Toros en Sevilla: Garcigrandes sin muleta
Un inspiradísimo Talavante salva una anodina tarde en la Maestranza

Toda la tarde estuvimos esperando que se cumpliera esa característica de los toros de Garcigrande (sí, ome sí, vale, de Domingo Hernández). La que dice que su comportamiento en los dos primeros tercios no tiene porqué indicar qué pasará en la muleta.

Pero fue algo mas próximo a la diatriba entre la realidad y el deseo, porque si los bichos no tienen fuerza, no tienen raza, no tienen… Pues entonces ni fama ni nada.

Sólamente el quinto -otra vez el quinto- cumplió con lo dicho, hecho que se unió a uno de los picos altos del siempre irregular Talavante. El resultado, momentos de ensueño, destacando dos maravillosos cambios de mano, el segundo de ellos ya con la espada de matar y tras unas prodigiosas bernadinas.

Serrador, que así se llamaba el toro, salió como dormido y al poco demostró sus escasas fuerzas. Pareció ir bien por la derecha, regular por la izquierda, andaba, no galopaba… No hizo nada bonito durante la lidia de forma que a todos los brindados les sorprendió el brindis de Talavante al público. Y se puso a torear.

Totalmente poseído por la inspiración, el extemeño dio dos series por la derecha en las que se sucedieron pases de pecho, molinetes, remates por la izquierda según le fuera dictando su instinto.
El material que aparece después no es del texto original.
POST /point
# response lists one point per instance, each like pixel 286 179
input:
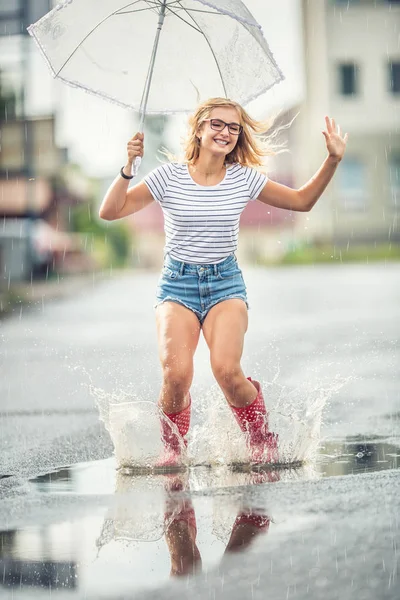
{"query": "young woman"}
pixel 201 287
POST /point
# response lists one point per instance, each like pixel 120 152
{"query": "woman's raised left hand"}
pixel 335 141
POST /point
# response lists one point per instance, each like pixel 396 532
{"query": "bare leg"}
pixel 224 329
pixel 178 331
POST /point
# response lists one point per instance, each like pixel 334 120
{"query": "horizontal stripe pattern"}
pixel 202 222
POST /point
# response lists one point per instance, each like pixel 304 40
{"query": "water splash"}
pixel 215 439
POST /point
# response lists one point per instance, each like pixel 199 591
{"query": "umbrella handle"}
pixel 136 165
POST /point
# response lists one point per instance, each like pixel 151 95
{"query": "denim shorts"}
pixel 200 287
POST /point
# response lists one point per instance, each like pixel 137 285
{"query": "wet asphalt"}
pixel 71 527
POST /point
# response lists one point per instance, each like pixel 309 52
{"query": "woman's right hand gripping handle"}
pixel 135 149
pixel 119 201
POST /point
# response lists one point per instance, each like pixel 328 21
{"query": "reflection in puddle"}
pixel 149 529
pixel 153 529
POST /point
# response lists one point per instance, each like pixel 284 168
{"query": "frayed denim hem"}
pixel 177 301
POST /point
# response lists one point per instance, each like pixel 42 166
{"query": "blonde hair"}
pixel 253 144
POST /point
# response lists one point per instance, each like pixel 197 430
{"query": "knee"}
pixel 225 371
pixel 177 376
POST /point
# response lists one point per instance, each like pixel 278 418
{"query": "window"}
pixel 353 184
pixel 348 79
pixel 394 77
pixel 394 181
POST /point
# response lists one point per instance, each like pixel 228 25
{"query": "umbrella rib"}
pixel 208 42
pixel 182 19
pixel 94 29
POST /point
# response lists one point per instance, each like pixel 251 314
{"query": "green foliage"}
pixel 108 243
pixel 337 254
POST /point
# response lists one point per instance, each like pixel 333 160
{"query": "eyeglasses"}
pixel 219 125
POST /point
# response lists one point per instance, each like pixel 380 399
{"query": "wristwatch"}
pixel 125 176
El toro parecía apagarse, pero el torero lo supo cuidar, darle su tiempo, el necesario para alargar la faena por los dos lados lo justo y manteniendo al público en vilo ante tamaño despliegue de repertorio y de inspiración. incluidas las bernadinas finales. Estocada y oreja.

¿Fue la historia del tercer tercio de los Garcigrande/Domingo Hernández? ¿Fue el torero el que hizo al toro? ¿Fue que sólo Talavante le vio la clase que desplegó finalmente? La última es un “sí” induscutible. Las otras, pueden ser… Eso sí, ojalá este Talavante inspirado, despaciosamente artista y sabio (también estuvo bien con el segundo) sea el de esta temporada en vez del muy desdibujado y desubicado torero de la anterior.

Tomás Rufo es un gran torero. No es la primera vez que lo aseguramos en este sitio web y, además, lo hacemos desde mas allá de la Puerta del Príncipe del año pasado. Tan es así que incluso pareció que podía sacar algo de los dos toros secos que le tocaron en suerte. Pero donde no hay…

El tercero, flojísimo y sin raza, perdía las manos y embestía, más bien pasaba, así porque sí. Demasiado hizo el toledano arrancandole pases pero se pasó de fe en sí mismo y alargó inútilmente una faena que nunca pudo construir. El sexto, más de lo mismo. Aunque posibilitó dos buenas varas por parte de Manuel Ruiz Román (el Espartaco picador) ni el sitio ni el oficio ni la técnica de Rufo sirvieron ante un animal que, simplemente, no quería embestir.

El Juli recibio bien con el capote a sus dos enemigos y ahí se acabó todo. El cuarto tenía mejor presencia, pero manseó. Se paraba cuando llegaba a los engaños a pesar de que no dejaba de andar. Y el que abrió plaza se rajó miserablemente.

Así que los que sí merecieron algún trofeo fueron los que cubrieron tres cuartas partes de la plaza de toros de Sevilla, por la mala tarde de toros y por el calor infernal que tuvieron que soportar.